The speed boost technique appears to be less effective in MK8 DX than it was in the original.

1

A high-level technique for extending speed boosts in Mario Kart 8 may not have made the transition into the Mario Kart 8 Deluxe for the Nintendo Switch. The maneuver, called "fire-hopping," was captured on video looking much less effective than it used to be.

Fire-hopping is performed by rapidly flipping the controller's joystick in alternating directions with a jump, at almost precisely the time a normal speed boost is supposed to end, to extend the boost past its normal end-point. When Nintendo released the 200CC mode for the original Mario Kart 8, the player community debated whether the technique was at all effective for the new high-speed mode. The conclusion was generally that it was less effective and harder to pull off, but could still lend some benefit. The technique continued to be used in lower CC modes.

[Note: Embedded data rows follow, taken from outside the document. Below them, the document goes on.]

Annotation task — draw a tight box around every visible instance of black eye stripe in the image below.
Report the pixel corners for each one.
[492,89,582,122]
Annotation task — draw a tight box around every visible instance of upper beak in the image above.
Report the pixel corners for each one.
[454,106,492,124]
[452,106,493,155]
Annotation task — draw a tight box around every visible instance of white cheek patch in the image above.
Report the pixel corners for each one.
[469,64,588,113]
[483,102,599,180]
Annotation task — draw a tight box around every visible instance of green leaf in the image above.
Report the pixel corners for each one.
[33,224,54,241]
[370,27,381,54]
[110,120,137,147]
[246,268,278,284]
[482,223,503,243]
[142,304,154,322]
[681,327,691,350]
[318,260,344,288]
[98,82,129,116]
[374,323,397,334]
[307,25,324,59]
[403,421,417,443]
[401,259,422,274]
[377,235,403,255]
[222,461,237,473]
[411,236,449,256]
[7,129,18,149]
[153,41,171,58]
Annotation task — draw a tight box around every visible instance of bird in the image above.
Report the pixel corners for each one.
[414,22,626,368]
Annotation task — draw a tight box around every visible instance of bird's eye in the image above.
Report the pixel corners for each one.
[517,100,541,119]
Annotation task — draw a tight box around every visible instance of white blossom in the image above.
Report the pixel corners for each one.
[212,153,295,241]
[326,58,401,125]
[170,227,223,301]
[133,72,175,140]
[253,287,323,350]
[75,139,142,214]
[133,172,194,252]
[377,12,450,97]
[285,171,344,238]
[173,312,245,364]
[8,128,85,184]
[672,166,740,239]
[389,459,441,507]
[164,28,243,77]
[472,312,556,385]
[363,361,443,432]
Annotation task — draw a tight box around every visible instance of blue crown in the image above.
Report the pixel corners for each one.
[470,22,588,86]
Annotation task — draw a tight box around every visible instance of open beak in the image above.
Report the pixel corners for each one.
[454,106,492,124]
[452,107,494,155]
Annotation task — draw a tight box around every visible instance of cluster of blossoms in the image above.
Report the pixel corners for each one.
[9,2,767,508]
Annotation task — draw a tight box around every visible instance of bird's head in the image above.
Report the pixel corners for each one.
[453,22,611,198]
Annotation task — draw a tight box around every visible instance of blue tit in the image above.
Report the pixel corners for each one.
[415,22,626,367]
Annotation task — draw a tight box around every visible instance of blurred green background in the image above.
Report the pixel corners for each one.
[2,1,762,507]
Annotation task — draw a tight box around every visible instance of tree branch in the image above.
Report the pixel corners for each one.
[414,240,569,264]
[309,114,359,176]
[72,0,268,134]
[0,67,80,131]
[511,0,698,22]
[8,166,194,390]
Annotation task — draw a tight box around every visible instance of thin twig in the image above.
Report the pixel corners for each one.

With Mario Kart 8 Deluxe for the Nintendo Switch on the horizon, though, the question came to whether it was still effective. The answer appears to be no. A video from GameXPlain (below) compares track times against a ghost–first in the Wii U version, in which fire-hopping allows the player to easily overtake his ghost, and then in the Switch version, where it gives no real benefit and actually seems to lose ground. 

This wouldn't be the first time Nintendo nixed a controversial technique. Snaking, a technique popularized by the online competitive scene of Mario Kart DS, was snuffed out in later iterations by changing the drift-boosts to only trigger after a drift is particularly long or sharp.

Nintendo is pretty keen on keeping an even playing field for everyone, which incidentally is why you can be in first place for an entire race and then get hit by a Blue Shell when you're inches from the finish line. Not that we're bitter.